[PATCH] drm/amdkfd: correct the SVM DMA device unmap direction

Liang, Prike Prike.Liang at amd.com
Mon Dec 2 07:32:17 UTC 2024


[AMD Official Use Only - AMD Internal Distribution Only]

> From: Christian König <ckoenig.leichtzumerken at gmail.com>
> Sent: Tuesday, November 12, 2024 9:43 PM
> To: Liang, Prike <Prike.Liang at amd.com>; Koenig, Christian
> <Christian.Koenig at amd.com>; Kuehling, Felix <Felix.Kuehling at amd.com>; amd-
> gfx at lists.freedesktop.org
> Cc: Deucher, Alexander <Alexander.Deucher at amd.com>; Kasiviswanathan, Harish
> <Harish.Kasiviswanathan at amd.com>
> Subject: Re: [PATCH] drm/amdkfd: correct the SVM DMA device unmap direction
>
> Am 11.11.24 um 04:06 schrieb Liang, Prike:
> > [AMD Official Use Only - AMD Internal Distribution Only]
> >
> >> From: Koenig, Christian <Christian.Koenig at amd.com>
> >> Sent: Friday, November 8, 2024 5:40 PM
> >> To: Liang, Prike <Prike.Liang at amd.com>; Kuehling, Felix
> >> <Felix.Kuehling at amd.com>; amd-gfx at lists.freedesktop.org
> >> Cc: Deucher, Alexander <Alexander.Deucher at amd.com>; Kasiviswanathan,
> >> Harish <Harish.Kasiviswanathan at amd.com>
> >> Subject: Re: [PATCH] drm/amdkfd: correct the SVM DMA device unmap
> >> direction
> >>
> >> Am 08.11.24 um 10:15 schrieb Liang, Prike:
> >>> [AMD Official Use Only - AMD Internal Distribution Only]
> >>>
> >>>> From: Koenig, Christian <Christian.Koenig at amd.com>
> >>>> Sent: Wednesday, November 6, 2024 8:24 PM
> >>>> To: Kuehling, Felix <Felix.Kuehling at amd.com>; Liang, Prike
> >>>> <Prike.Liang at amd.com>; amd-gfx at lists.freedesktop.org
> >>>> Cc: Deucher, Alexander <Alexander.Deucher at amd.com>;
> >>>> Kasiviswanathan, Harish <Harish.Kasiviswanathan at amd.com>
> >>>> Subject: Re: [PATCH] drm/amdkfd: correct the SVM DMA device unmap
> >>>> direction
> >>>>
> >>>> Am 05.11.24 um 17:34 schrieb Felix Kuehling:
> >>>>> On 2024-11-05 06:04, Christian König wrote:
> >>>>>> Am 05.11.24 um 03:33 schrieb Prike Liang:
> >>>>>>> The SVM DMA device unmap direction should be same as the DMA map
> >>>>>>> process.
> >>>>>> At least of hand that looks like it's only papering over a major
> >>>>>> problem.
> >>>>>>
> >>>>>> Why are DMA ranges for SVM mapped with a direction in the first
> >>>>>> place?
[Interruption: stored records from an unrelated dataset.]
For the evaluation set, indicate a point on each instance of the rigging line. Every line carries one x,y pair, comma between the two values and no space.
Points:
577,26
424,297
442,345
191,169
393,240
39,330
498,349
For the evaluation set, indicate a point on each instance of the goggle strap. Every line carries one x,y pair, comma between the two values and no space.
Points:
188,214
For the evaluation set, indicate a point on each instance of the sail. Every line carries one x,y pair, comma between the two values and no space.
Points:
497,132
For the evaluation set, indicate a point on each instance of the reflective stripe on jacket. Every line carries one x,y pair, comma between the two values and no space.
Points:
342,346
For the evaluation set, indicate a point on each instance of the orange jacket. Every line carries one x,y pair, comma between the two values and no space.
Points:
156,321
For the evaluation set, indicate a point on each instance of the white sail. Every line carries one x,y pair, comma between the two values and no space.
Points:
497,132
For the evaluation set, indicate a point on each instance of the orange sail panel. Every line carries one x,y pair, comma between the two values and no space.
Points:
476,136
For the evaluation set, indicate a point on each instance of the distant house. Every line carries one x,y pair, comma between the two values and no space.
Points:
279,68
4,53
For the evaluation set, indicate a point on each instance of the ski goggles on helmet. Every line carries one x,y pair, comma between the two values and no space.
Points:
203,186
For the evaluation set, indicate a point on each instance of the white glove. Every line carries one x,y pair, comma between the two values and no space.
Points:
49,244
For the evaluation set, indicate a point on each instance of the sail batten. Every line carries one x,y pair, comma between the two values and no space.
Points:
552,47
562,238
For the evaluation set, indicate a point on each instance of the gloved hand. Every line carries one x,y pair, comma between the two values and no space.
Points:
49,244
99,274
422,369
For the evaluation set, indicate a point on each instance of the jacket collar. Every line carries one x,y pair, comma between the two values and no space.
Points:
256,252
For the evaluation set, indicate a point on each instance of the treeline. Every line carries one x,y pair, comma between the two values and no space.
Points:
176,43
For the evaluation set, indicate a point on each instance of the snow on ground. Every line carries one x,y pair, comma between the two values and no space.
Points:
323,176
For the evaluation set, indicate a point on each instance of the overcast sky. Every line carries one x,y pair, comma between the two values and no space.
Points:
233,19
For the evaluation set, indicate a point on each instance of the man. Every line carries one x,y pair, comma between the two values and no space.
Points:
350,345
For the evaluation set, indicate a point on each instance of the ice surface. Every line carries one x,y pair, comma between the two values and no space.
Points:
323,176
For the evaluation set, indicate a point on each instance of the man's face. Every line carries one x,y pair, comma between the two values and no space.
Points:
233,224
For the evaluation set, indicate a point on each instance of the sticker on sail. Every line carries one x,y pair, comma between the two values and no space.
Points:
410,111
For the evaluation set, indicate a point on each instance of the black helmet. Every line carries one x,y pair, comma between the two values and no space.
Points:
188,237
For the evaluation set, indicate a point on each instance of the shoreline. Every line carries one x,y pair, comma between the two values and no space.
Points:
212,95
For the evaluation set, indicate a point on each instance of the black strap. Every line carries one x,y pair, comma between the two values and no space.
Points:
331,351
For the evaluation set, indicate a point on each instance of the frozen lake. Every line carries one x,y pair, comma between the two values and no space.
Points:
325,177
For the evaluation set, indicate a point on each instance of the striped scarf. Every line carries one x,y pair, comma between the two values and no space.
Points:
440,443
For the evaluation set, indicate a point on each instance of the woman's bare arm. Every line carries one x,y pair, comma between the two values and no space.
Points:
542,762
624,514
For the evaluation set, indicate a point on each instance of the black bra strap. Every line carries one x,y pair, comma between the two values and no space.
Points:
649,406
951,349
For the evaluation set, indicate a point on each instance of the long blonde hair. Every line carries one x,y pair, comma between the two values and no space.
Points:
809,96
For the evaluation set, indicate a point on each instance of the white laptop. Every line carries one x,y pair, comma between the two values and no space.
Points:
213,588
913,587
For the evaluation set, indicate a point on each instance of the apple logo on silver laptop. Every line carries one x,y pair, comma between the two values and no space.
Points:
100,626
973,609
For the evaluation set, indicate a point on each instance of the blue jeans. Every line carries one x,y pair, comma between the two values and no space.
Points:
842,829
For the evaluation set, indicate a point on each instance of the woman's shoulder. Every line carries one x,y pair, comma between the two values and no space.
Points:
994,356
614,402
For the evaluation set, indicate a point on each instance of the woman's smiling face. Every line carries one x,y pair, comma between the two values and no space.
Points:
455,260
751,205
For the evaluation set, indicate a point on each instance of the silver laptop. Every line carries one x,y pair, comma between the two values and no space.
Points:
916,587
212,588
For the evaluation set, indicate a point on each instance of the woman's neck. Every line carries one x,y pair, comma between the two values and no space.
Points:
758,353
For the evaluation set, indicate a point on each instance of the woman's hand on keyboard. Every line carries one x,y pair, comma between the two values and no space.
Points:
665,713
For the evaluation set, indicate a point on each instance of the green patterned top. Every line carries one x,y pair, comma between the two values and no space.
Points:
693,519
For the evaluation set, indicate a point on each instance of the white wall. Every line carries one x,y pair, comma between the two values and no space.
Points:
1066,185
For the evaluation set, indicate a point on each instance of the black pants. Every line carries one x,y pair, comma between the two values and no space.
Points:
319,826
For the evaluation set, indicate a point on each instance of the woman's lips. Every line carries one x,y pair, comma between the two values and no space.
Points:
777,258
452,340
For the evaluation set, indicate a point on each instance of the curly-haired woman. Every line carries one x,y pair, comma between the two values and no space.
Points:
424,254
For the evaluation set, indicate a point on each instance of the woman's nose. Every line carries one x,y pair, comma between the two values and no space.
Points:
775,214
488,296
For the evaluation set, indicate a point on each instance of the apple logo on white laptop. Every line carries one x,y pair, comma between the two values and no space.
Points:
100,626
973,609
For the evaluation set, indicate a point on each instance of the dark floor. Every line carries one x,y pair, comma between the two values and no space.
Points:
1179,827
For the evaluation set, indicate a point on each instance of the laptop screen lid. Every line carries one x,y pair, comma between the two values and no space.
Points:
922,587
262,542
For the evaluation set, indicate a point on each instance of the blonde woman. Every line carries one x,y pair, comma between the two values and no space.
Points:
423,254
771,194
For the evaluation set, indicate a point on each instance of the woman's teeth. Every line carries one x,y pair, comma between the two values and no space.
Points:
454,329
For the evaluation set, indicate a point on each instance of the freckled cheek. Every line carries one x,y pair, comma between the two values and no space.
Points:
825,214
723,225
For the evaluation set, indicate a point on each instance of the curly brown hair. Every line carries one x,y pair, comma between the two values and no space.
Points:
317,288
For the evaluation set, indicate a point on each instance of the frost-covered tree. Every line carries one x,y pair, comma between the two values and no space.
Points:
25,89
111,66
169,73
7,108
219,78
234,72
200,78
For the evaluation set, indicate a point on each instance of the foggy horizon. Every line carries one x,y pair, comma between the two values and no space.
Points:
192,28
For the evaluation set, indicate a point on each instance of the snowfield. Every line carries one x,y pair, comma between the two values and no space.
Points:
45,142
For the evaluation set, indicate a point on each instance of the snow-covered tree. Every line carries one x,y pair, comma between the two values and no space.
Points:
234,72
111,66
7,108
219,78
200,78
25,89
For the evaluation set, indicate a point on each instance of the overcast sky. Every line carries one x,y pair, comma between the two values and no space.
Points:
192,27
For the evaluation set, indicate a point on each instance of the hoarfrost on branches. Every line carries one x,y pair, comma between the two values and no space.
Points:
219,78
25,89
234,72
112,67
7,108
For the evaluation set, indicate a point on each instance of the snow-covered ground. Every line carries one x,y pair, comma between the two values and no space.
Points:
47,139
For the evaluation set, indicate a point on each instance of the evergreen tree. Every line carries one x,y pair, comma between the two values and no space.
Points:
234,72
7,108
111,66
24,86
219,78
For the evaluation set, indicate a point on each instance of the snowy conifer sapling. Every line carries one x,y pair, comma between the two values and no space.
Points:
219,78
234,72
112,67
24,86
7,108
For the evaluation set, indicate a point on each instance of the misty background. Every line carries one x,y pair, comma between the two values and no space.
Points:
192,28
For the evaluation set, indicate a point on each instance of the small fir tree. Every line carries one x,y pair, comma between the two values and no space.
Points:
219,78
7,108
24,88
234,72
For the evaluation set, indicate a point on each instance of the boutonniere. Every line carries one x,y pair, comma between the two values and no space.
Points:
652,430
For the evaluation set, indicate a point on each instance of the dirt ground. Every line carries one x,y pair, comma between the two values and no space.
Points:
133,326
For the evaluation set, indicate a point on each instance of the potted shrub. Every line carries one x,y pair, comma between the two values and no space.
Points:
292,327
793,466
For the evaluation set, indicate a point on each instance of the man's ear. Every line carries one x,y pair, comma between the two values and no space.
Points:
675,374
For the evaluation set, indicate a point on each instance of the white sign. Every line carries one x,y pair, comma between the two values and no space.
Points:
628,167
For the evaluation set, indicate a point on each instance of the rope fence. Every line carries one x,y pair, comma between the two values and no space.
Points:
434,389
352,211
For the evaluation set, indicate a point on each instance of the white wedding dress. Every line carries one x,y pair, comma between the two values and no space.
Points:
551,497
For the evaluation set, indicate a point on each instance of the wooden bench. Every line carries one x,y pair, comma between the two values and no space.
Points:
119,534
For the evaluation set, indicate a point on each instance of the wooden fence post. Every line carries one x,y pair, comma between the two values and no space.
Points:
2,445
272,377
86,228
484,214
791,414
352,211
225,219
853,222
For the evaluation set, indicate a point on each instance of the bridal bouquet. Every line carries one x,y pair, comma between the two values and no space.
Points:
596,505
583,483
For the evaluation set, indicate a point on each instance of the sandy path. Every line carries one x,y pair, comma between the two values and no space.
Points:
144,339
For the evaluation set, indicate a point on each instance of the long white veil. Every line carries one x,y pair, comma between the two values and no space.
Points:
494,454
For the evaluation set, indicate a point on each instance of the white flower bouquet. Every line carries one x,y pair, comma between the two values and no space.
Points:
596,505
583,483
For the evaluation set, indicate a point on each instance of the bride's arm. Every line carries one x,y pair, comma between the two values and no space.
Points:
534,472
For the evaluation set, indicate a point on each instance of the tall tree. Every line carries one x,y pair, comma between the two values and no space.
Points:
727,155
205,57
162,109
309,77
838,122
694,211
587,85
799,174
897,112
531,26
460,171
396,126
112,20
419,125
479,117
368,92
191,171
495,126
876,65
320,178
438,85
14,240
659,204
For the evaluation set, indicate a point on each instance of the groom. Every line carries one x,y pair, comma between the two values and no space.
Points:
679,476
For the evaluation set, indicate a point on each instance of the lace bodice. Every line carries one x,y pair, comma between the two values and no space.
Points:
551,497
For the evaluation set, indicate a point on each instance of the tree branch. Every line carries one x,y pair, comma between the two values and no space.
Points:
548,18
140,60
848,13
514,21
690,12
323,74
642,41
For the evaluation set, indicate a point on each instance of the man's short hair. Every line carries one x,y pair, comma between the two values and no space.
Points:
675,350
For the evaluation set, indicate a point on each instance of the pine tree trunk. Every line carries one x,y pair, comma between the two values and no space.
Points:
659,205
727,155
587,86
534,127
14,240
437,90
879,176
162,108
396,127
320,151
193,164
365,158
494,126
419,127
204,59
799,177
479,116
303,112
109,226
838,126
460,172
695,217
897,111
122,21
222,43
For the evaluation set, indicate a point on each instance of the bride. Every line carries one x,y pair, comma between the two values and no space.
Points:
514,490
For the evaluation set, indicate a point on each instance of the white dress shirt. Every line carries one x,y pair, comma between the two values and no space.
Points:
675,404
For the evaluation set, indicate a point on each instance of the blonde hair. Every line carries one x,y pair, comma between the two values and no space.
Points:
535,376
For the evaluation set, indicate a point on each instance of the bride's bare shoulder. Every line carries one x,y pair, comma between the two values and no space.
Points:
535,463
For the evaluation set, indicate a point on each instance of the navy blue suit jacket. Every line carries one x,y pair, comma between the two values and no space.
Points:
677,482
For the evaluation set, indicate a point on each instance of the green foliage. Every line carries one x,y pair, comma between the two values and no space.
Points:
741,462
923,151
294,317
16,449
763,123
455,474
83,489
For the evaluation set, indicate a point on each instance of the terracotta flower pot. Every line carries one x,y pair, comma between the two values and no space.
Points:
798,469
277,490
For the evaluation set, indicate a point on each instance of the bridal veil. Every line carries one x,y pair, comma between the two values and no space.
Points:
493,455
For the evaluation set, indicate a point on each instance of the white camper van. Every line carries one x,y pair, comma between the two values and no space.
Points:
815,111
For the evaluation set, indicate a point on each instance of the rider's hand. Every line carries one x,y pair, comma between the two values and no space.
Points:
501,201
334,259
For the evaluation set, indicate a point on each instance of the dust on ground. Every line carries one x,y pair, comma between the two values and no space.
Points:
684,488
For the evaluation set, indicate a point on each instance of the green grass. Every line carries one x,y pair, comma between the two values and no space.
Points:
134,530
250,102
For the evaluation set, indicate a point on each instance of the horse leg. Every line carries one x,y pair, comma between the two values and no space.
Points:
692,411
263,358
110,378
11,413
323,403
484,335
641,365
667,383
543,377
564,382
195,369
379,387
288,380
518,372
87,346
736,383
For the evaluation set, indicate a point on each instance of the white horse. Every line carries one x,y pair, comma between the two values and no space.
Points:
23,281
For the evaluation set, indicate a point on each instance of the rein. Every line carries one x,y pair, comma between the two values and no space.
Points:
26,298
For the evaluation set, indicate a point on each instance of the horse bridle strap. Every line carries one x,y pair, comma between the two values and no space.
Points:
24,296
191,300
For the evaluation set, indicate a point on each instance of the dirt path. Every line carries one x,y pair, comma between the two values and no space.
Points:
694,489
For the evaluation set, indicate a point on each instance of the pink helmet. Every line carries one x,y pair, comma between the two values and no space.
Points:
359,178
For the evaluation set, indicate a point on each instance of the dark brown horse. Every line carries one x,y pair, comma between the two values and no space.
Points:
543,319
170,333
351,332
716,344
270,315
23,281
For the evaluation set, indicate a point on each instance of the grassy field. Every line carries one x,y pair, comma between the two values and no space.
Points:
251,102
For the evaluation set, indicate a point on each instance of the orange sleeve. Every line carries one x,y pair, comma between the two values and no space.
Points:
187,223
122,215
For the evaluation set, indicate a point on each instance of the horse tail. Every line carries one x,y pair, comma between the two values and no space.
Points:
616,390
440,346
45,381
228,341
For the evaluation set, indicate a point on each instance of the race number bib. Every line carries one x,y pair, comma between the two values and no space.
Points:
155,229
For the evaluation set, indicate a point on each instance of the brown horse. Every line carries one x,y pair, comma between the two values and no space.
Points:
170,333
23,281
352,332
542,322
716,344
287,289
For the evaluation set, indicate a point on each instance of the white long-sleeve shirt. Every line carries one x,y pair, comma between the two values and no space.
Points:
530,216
That is usually not something we should do.
> >>>>> These are DMA mappings of system memory pages. I guess we're
> >>>>> creating DMA mappings only for the access required for the
> >>>>> migration, which is not bidirectional. I see we do something
> >>>>> similar for userptr mappings depending on whether the GPU mapping
> >>>>> is read-only or read-write. Is that wrong for userptrs as well?
> >>>> I think so, yes. The DMA directions are there to make explicit CPU
> >>>> cache management and bounce buffers possible.
> >>>>
> >>>> Since we shouldn't need or even want either for a cache coherent
> >>>> PCIe device we should probably always use BIDIRECTIONAL.
> >>>>
> >>> The DMA core will check the direction when the driver performs DMA
> >>> unmap, and
> >> if the DMA unmap direction does not match the map direction setting,
> >> it will report a warning like the following.
> >>
> >> Yeah, that is perfectly expected. Doing the unmap with a different
> >> setting than the map is clearly a bug.
> >>
> >> The question is rather should the map or the unmap operation be changed?
> >>
> >> In your patch you propose to change the unmap operation, but I think
> >> that is wrong and the map operation should use BIDIRECTIONAL in the first
> place.
> > Thanks for the suggestion but based on the DMA direction design and streaming
> DMA sync policy, the BIDIRECTIONAL setting is unlikely to be used unless the
> direction is unclear or it's an exact DMA read/write case. In a scenario like the SVM
> migration unmap problem, such as in the function svm_migrate_copy_to_vram()
> where buffers migrate from system memory to VRAM, should the KFD explicitly set
> the DMA map direction to DMA_TO_DEVICE instead of BIDIRECTIONAL?
>
> No, the DMA_TO_DEVICE direction should be used only if you can guarantee that
> you don't have any other mappings with BIDIRECTIONAL.
>
> And exactly that's what we most likely don't have.
>

As offline syncing now the problem is the KFD SVM migration process whether is coherent (consist) DMA mapping or stream DMA mapping. According to https://www.kernel.org/doc/Documentation/DMA-API-HOWTO.txt if the KFD here use the coherent DMA mapping then that may need to allocate the migration buffer by using dma_alloc_coheret() but in the KFD driver the migration buffer allocated by kvcalloc(), so that implies the KFD migration is used the stream DMA mapping? If not, could you help understand why the KFD migration is a coherent DMA mapping rather than stream-base mapping?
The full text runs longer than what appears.